How conventional dairies can prevent the spread of bird flu in wastewater

How conventional dairies can prevent the spread of bird flu in wastewater

Raw milk was heavily promoted by various media organizations as a potential conduit for bird flu exposure last year. These concerns have not materialized in any significant way, but this focus on bird poop spreading infectious disease has yielded some discoveries.

Who is dumping raw milk into wastewater

Conventional dairies dump a lot of raw milk, meant for pasteurization. Farmers who produce raw milk for pasteurization end up dumping thousands of gallons of milk any time their truckload of milk is rejected. Since pasteurization is leaned on to rid their milk of pathogens, this dumping can introduce microorganisms like HPAI into wastewater pathways and continue its lifecycle long enough to infect more birds.

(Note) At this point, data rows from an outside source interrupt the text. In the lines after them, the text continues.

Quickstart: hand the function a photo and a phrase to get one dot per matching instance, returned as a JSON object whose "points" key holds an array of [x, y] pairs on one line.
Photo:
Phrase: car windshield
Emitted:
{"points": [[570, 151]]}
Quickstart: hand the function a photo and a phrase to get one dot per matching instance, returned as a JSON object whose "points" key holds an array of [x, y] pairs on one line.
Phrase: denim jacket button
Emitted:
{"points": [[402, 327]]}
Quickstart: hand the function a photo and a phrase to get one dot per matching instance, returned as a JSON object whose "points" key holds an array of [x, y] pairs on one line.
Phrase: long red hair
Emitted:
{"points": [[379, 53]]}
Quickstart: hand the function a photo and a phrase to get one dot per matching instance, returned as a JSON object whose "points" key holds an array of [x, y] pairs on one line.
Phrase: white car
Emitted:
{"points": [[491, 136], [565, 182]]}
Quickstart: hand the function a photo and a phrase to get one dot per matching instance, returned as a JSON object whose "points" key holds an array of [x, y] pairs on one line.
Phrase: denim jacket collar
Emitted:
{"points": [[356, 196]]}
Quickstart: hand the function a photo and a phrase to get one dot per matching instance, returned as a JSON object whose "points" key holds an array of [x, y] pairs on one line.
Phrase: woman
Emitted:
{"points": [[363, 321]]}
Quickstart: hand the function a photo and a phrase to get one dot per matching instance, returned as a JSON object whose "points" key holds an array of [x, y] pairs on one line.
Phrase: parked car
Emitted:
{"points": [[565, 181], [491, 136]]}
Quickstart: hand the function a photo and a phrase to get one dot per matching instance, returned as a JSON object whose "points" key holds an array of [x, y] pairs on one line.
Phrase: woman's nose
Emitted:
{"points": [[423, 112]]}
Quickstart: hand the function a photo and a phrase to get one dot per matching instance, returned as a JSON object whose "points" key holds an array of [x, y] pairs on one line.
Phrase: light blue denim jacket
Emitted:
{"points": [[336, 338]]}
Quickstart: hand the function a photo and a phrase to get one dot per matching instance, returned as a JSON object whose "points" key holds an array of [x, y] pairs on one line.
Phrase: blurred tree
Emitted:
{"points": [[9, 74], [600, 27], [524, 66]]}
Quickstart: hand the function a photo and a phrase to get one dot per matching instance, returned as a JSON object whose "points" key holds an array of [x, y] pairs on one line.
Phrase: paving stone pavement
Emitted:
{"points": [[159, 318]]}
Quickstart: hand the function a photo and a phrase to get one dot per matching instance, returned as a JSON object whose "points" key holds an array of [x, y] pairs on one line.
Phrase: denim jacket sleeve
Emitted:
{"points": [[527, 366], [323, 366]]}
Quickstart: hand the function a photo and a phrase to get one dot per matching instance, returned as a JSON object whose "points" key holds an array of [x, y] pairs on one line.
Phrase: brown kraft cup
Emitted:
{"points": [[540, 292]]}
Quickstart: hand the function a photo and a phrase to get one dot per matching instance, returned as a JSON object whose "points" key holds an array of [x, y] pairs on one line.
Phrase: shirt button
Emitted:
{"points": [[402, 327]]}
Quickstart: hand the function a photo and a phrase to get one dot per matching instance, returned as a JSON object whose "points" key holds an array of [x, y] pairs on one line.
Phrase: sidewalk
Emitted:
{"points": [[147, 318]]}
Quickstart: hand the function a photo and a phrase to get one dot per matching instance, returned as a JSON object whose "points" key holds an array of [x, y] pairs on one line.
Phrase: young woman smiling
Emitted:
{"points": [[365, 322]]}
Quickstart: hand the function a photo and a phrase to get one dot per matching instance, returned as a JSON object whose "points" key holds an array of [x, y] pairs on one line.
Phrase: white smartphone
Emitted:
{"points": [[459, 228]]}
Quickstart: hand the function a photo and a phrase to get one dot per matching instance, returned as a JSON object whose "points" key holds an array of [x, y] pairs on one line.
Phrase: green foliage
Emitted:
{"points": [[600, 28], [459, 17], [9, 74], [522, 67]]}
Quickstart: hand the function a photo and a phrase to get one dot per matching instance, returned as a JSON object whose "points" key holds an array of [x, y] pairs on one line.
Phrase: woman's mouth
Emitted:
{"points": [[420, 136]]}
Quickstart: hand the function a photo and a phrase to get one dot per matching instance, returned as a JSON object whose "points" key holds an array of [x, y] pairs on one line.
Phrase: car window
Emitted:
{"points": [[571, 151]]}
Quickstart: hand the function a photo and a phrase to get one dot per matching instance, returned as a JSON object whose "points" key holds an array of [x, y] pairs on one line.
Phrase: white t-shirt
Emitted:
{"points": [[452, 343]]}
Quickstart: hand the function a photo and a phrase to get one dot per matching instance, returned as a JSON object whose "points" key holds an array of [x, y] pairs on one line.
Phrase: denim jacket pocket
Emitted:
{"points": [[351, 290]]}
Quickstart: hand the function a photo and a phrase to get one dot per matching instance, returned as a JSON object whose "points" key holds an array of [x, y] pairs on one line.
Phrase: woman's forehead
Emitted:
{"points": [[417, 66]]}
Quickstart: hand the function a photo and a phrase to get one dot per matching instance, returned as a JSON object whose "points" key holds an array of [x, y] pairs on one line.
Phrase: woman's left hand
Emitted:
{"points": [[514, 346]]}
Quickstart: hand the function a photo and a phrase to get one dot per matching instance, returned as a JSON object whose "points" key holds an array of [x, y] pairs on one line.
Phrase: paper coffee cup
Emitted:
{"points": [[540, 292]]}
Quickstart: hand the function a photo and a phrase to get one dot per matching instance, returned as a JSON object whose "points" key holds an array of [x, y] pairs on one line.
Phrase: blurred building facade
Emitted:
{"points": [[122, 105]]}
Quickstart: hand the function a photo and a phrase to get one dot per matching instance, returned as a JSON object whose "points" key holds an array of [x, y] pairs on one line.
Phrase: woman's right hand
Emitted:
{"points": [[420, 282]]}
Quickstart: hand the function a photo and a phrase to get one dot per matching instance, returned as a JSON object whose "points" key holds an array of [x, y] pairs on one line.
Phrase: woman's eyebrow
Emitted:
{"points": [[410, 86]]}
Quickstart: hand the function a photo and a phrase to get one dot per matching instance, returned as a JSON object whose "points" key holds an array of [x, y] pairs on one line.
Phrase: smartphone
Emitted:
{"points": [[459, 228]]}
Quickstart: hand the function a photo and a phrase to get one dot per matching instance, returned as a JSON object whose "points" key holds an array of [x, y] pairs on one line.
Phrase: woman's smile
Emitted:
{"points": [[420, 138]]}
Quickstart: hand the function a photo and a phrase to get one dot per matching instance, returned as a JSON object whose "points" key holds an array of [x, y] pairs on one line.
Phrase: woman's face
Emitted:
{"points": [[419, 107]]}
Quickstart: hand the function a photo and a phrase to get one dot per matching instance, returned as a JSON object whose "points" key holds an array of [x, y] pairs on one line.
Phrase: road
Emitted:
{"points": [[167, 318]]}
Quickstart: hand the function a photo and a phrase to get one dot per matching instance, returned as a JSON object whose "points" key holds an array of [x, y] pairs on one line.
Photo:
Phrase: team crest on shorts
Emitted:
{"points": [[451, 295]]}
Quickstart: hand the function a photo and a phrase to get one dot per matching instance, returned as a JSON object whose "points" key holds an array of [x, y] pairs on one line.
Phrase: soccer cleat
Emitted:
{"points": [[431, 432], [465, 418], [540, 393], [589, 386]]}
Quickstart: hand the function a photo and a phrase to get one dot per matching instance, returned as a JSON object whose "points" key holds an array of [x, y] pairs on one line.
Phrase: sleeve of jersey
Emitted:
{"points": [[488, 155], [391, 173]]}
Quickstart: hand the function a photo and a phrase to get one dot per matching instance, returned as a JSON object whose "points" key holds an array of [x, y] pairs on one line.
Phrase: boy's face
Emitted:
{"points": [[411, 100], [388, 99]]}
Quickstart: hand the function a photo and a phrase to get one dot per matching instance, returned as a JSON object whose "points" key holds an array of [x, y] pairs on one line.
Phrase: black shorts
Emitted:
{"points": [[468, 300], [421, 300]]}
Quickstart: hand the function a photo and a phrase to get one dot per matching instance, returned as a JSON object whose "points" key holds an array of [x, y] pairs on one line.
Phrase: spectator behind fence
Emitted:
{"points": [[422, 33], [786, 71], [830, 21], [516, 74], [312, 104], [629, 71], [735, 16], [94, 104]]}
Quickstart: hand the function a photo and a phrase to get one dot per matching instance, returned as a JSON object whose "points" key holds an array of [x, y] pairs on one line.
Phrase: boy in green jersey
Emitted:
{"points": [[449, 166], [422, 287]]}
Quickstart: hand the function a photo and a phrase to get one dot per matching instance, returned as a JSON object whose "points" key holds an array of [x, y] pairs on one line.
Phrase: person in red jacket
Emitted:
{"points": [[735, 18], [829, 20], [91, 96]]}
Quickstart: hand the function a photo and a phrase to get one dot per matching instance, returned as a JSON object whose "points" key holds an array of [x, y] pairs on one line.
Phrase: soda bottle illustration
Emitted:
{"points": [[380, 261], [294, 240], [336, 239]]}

By contrast, raw milk for human consumption is dumped less often as it tends to be cleaner than raw milk for pasteurization. There’s also no dependency on external food processors, thereby no rejection, and instead the raw milk goes straight into bottles and refrigerators.

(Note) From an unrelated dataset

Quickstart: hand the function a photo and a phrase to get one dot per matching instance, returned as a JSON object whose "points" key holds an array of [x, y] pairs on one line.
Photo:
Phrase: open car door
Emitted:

Conventional dairies now acidify milk before dumping

Since the pasteurization plant isn’t accepting their milk, in this instance, causing the necessity to dump the milk, less than 50% of dairies pasteurize their milk before dumping. This forces environmentally-conscious farmers to find alternatives for neutralizing any potential pathogens. Adding citric acid to their raw milk before dumping seems to be the go-to solution.